If you wish to succeed with discus and want to do so in a planted set-up, then you need to maintain a rigorous tank cleansing routine, which includes the capability of having an appropriate substrate and keeping it as free and clean of debris as possible.











I don't wish to paint a doom & gloom picture - this is simply to let you know some of the pitfalls in keeping discus properly.

Bump:

Bump:


----------



## discuspaul (Jul 27, 2010)

Just for the additional information of those of you hobbyists who would really like to give discus a try, here are the 3 worst start-up mistakes that wannabe discus-keepers can make:

1) Wanting to start off with a planted tank, and planning on getting nothing bigger than young small relatively inexpensive discus, or even juveniles, to stock the tank, and not planning on doing large, frequent water changes.

2) Planning to use coarse gravel, or any type of dirt/soils as substrate for the tank.
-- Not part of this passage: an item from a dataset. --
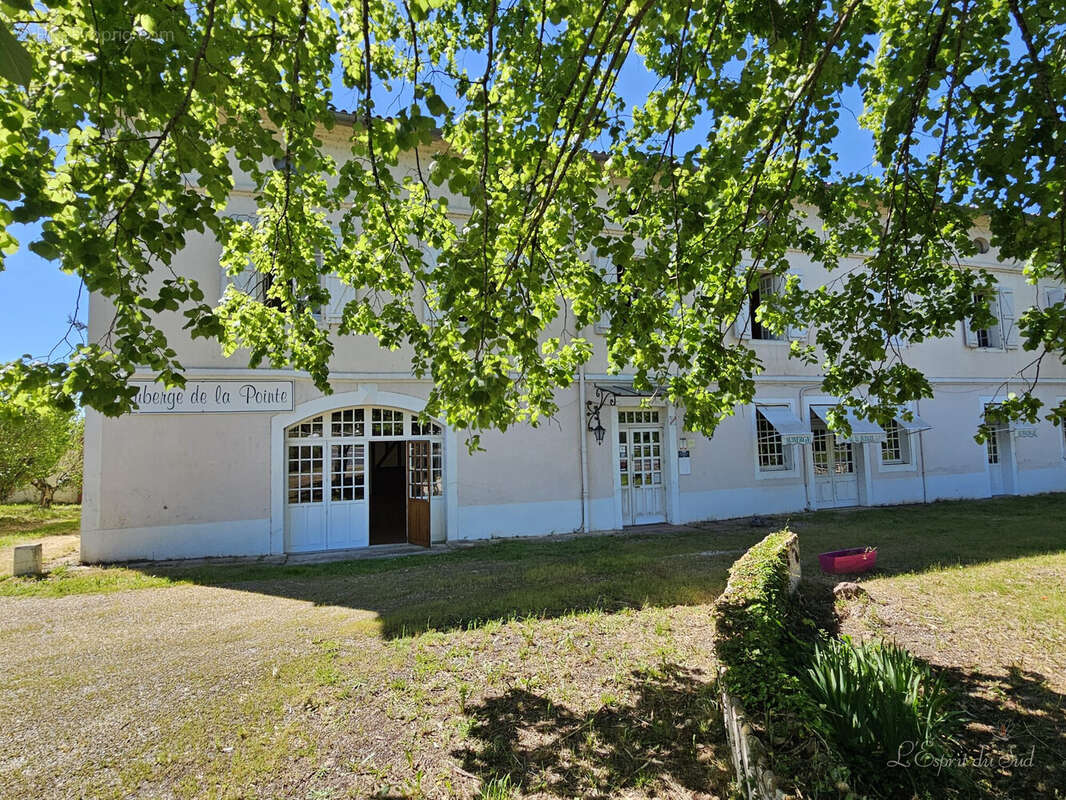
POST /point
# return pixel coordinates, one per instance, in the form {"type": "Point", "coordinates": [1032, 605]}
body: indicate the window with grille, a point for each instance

3) Heavily planting the start-up tank, and planning on having a planted carpet bottom.


While I'm at it, and for what it's worth, here are the 6 cardinal rules for discus newbies to follow if they want to succeed at keeping discus:

D-I-S-C-U-S - 6 CARDINAL RULES FOR NEWBIES TO FOLLOW


First I'd just like to mention once again that discus are hardier than many people think, and are not difficult to keep, so long as one is prepared to accept and adhere to a few key practices that will provide the best chances of success with discus.

This listing is recorded more or less in order of importance:

1) - D - Do your homework well before delving into discus. Read and research all you can beforehand. Googling will certainly help, as well as spending a good deal of time reading the posts and threads on the simplydiscus.com forum, particularly the stickies in the 'Discus Basics for Beginners' section, which will provide you with much of the material you need to digest.
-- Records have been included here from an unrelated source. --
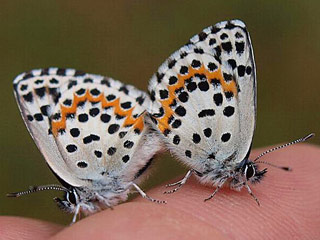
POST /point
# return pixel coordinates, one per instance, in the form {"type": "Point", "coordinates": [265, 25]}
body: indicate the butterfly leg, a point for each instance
{"type": "Point", "coordinates": [217, 189]}
{"type": "Point", "coordinates": [76, 212]}
{"type": "Point", "coordinates": [179, 183]}
{"type": "Point", "coordinates": [144, 195]}
{"type": "Point", "coordinates": [251, 193]}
2) - I - Investigate and learn of the best sources to get your discus stock. Find those breeders &/or importers that are long time, well-experienced, responsible, reputable, and known to supply high quality, healthy, and well-shaped discus. Buy your discus from one of these sources in order to insure that you get off on the best footing possible.
This is the single, most important factor in succeeding with discus.
The simplydiscus.com forum has a sponsors section which lists a good number of high quality discus suppliers in North America. Check it out.

3) - S - Set up and plan to follow a strict regular routine of fresh water changes, tank wipe-downs and cleansing, vacuuming of wastes, and regular filter and media cleaning, changes, replacements, and maintenance. Be fully prepared for the kind of commitment it takes to produce and maintain the highest water quality and conditions that you can.

4) - C - Carefully consider the type of tank set up you start with. Make sure the tank size is ample enough to start with 5 or 6 discus. Don't be tempted to begin with a tank of less than 55 or 60 gallons, and don't try to justify going smaller by just getting 1, 2, 3, or 4 discus for cost or other reasons.
Wait till you have sufficient resources to get a proper-sized tank, and the suitable size and number of fish to insure continuing good health and harmonious discus sociability.
Do not start with small, undersized, very juvenile fish which have not yet developed a more mature immune system, are more demanding to raise properly, and much more prone to health problems and other issues. Get fish of at least 3.0" in size, preferably larger.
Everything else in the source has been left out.